Arles, sud de la France, fin du XIXe siècle. Serge Battour est le fils d’un riche vicomte et d’une belle Tzigane. Malgré ses talents académiques ainsi que son caractère doux et aimable, il est méprisé par ses camarades en raison de sa couleur de peau. Alors qu’il étudie au prestigieux Institut Lacombrade, il est fasciné et attiré par son camarade, Gilbert Cocteau, un garçon d’une grande beauté, qui entretient des relations avec les autres élèves et n’est autre que le jouet de son oncle manipulateur, Auguste.
Le destin de deux adolescents dont le quotidien sera jonché de vices et de péchés de la société classiste, raciste et homophobe dans laquelle ils vivent.
💡Nous souhaitons informer nos aimables lecteurices que ce manga traite de manière assez crue – par moments – de sujets extrêmement difficiles tels que – entre autres – la pédophilie, les violences sexuelles, l’homophobie et le racisme. Il n’est donc pas à mettre entre toutes les mains.💡
Après Destination Terra, les éditions naBan continuent d’explorer le travail de Keiko Takemiya, figure emblématique du manga, et en particulier le shôjo, avec la publication du Poème du vent et des arbres dès le 11 Juillet 2025 dans nos contrées. Ce titre, qui a commencé sa publication en 1976, fait partie de ces œuvres qui ont inscrit Takemiya comme pionnière dans le shôjo et le BL, et ce jusqu’à aujourd’hui.
Des thèmes (tristement) contemporains

© 1976 Keiko Takemiya
La première émotion qui nous traverse après la lecture de ces deux premiers tomes est l’épuisement émotionnel, tant on ne nous épargne pas au fil de notre lecture. Entre l’atmosphère malsaine amenée par certains personnages, les dégâts mentaux et physiques dévastateurs des abus, de la violence et du harcèlement subis par d’autres… On ne peut pas rester de marbre devant ce récit qui, malgré cette noirceur, parvient à capter notre attention du début à la fin de ces deux tomes.

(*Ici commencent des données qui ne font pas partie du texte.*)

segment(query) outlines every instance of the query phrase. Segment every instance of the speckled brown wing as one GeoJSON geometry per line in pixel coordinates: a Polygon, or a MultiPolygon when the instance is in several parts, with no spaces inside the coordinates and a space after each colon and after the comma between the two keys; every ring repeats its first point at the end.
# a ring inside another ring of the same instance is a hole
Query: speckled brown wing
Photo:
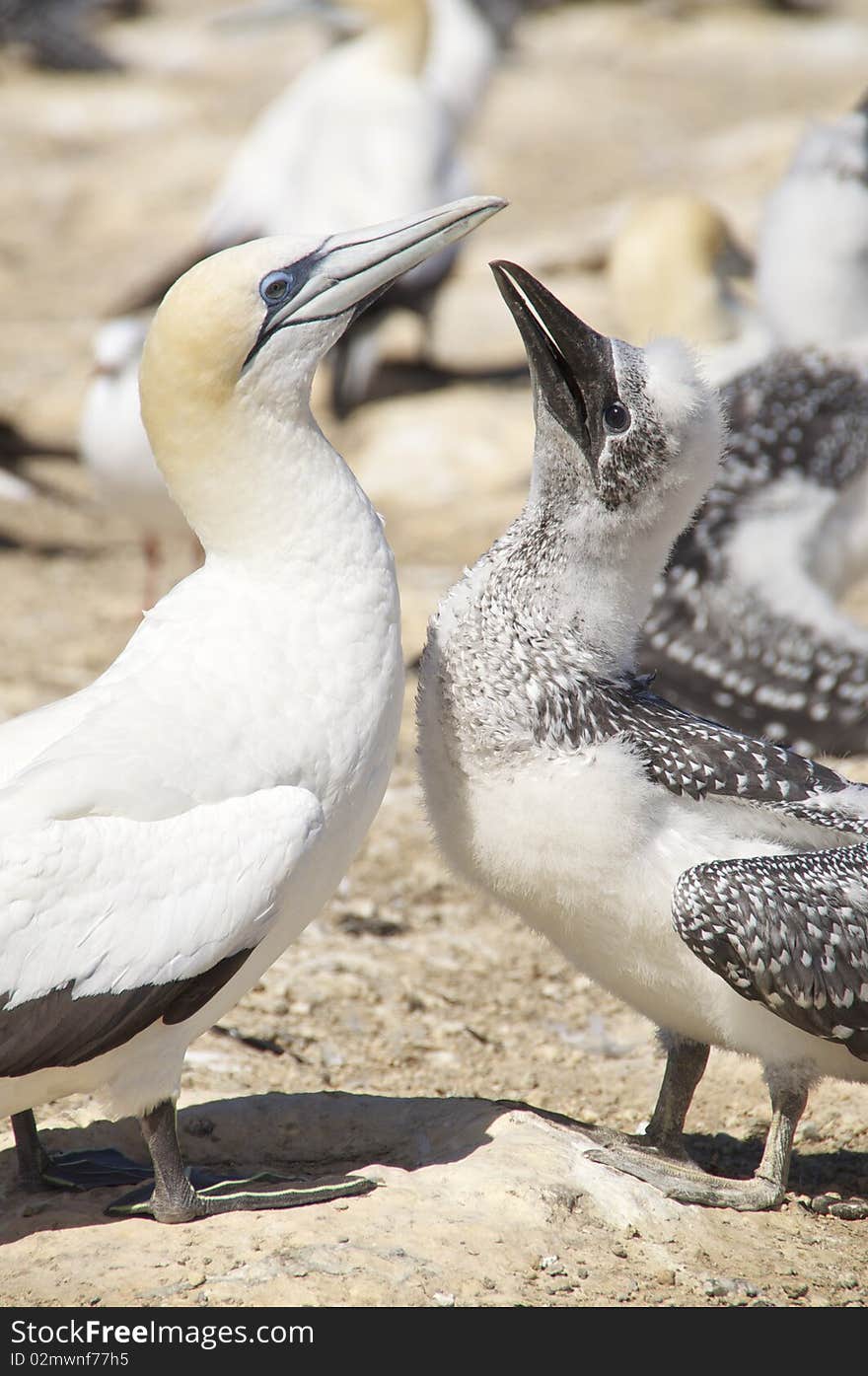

À vrai dire, la seule chose qui “trahit” la période de sortie du manga est le style de dessin, assez caractéristique des années 70/80. Pour le reste, le Poème du vent et des arbres peut très bien se lire en 2025. Si on ose espérer que les pensionnats catholiques de France sont plus sains que dans l’œuvre, les lecteurices y trouveront une manière très audacieuse de traiter les horreurs et traumatismes infligés à certains adolescents. Mais on y trouve aussi un peu de répit, via notamment le personnage innocent (mais pour combien de temps ?) de Serge Battour. Son lien avec Gilbert – personnage aussi déroutant que fascinant – se développe lentement mais sûrement, et semble nous promettre de voir la lumière au bout du tunnel.
La seconde émotion qui nous traverse est la stupéfaction, car si en 2025, publier ce genre de récit relève du parcours du combattant, comment Keiko Takemiya a-t-elle pu réussir à publier cette œuvre en 1976 ? Qui plus est, dans un magazine qui n’était certainement pas connu pour traiter les thèmes du Poème du vent et des arbres ? Cela n’est qu’une preuve parmi d’autres de son talent indéniable. À ce propos, nous vous recommandons de lire les préfaces signées Ariane Even, qui permettent de recontextualiser l’œuvre, les choix narratifs et thématiques, ainsi que certaines inspirations de l’autrice (vous trouvez que Gilbert ressemble beaucoup à Björn Andrésen ? Ce n’est peut-être pas un accident.).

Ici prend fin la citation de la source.